Ayres alerta que ambos os testes, cutâneo e de sangue, indicam se há sensibilidade a um agente específico. Só depois do resultado, o médico realmente cogita a existência da doença, podendo passar para a segunda etapa do diagnóstico, que é investigar o que pode estar causando o desconforto.
“Se o paciente vai ao meu consultório com espirros e coriza e o teste acusa sensibilidade a fezes de baratas, vou perguntar se existem os insetos na residência dele, se os sintomas pioram quando ele está lá e, assim, desenvolvemos o tratamento”, conta.

Tanto Ayres quanto Fussenegger destacam que cada vez mais gente procura exames que detectem reações alérgicas. A progressão tem sido observada há mais ou menos 50 anos, quando os países iniciaram o forte processo de industrialização e melhora de renda (veja Para saber mais).
“Existe a chamada teoria da higiene, que preconiza que pessoas que vivem em regiões menos desenvolvidas têm mais contato com alérgenos e patógenos.
Portanto, criam tolerância a eles.
É como se fosse uma vacina”, explica o especialista do HUB.

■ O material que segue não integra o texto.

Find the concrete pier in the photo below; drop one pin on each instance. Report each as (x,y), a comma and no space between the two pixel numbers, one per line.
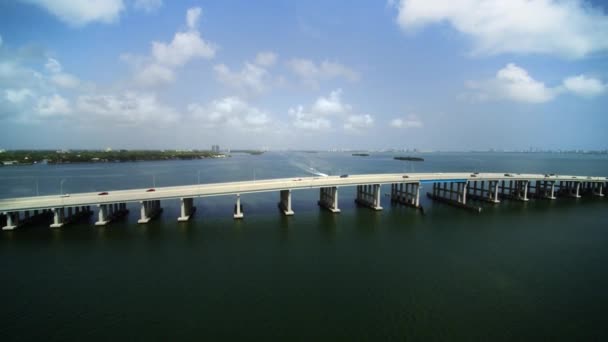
(328,199)
(454,188)
(285,203)
(406,194)
(369,196)
(455,195)
(12,220)
(484,191)
(186,209)
(149,210)
(238,208)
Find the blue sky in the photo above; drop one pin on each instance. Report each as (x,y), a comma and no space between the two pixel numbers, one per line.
(468,74)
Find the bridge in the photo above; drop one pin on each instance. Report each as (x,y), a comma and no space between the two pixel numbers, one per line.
(450,188)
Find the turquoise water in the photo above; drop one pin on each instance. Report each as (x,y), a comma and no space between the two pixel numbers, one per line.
(516,271)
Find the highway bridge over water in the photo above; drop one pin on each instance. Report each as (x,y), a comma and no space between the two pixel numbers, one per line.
(452,188)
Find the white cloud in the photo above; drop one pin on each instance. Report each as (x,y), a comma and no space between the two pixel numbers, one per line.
(230,111)
(358,122)
(148,5)
(251,79)
(159,67)
(53,65)
(513,83)
(411,121)
(266,58)
(569,28)
(312,73)
(65,80)
(332,104)
(55,105)
(18,95)
(184,47)
(128,108)
(154,74)
(307,120)
(328,108)
(584,86)
(60,78)
(192,17)
(82,12)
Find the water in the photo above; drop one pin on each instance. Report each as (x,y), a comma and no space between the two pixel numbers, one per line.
(516,271)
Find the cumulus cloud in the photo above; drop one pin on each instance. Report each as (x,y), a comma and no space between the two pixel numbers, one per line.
(18,95)
(584,86)
(308,120)
(324,110)
(311,73)
(128,108)
(571,29)
(266,58)
(153,74)
(54,105)
(147,5)
(229,111)
(58,77)
(82,12)
(358,122)
(411,121)
(514,83)
(159,67)
(252,79)
(331,104)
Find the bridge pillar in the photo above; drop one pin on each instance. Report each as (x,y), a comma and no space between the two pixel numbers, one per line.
(369,196)
(58,217)
(285,203)
(102,215)
(407,194)
(598,188)
(186,209)
(328,199)
(238,208)
(149,210)
(12,220)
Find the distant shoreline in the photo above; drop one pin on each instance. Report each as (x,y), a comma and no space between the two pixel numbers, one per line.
(33,157)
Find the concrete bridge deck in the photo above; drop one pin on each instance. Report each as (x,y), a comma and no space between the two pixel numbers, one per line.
(405,189)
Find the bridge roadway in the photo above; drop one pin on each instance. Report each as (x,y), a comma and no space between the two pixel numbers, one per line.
(368,186)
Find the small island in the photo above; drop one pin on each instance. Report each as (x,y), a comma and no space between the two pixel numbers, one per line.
(408,158)
(28,157)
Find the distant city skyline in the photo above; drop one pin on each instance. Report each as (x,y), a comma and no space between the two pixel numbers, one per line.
(154,74)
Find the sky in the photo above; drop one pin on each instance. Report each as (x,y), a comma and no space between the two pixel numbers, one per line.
(309,74)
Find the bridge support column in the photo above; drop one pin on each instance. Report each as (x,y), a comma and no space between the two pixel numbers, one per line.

Ayres diz que, diante dessa necessidade, todas as melhorias nos tratamentos atuais são bem-vindas. “A ciência e a medicina estão sempre avançando. Esse exame pode trazer mais agilidade aos médicos. É o que vemos com o de HIV. Antes, eram complicados o teste e o diagnóstico, que demorava até 20 dias para sair. Agora, não temos mais isso.
Muitos lugares, como os centros de testagem e aconselhamento, podem fazer o teste e oferecer o resultado na hora”.

Comum entre brasileiros

Dados da pesquisa Alergias na América Latina, o primeiro esforço internacional para descrever alergias nasais em indivíduos de 4 anos ou mais, revela que 31 milhões de brasileiros já foram diagnosticados com o problema. Quase dois terços dos adultos pesquisados (59%) sofriam de rinite alérgica sazonal ou intermitente.
Outros 39% relataram sintomas durante todo o ano, 57% dos adultos e 63% das crianças foram diagnosticados por meio de testes de pele e sangue.

Influência econômica

A hipótese da higiene foi proposta pelo epidemiologista David Stracham em 1989. Sugere que infecções durante a infância diminuem as chances de a pessoa desenvolver doenças alérgicas e que o estilo de vida ocidentalizado aumenta a incidência de alergias e doenças autoimunes.
Isso ocorre porque a exposição aos micro-organismos fortalece o sistema imunológico.
Assim, o corpo aprende a se defender apenas contra ameaças graves.
As crianças nascidas em países ricos, portanto, são mais suscetíveis às enfermidades por serem criadas em ambientes em que o contato com os patógenos é menor.
Em abril de 2013, pesquisadores do St.
Luke’s-Roosevelt Hospital Center, em Nova York, encontraram evidências de que garotos imigrantes que se mudaram para os EUA sofrem menos com alergias do que os nascidos lá.
Entretanto, após uma década vivendo no país, a proteção desaparece.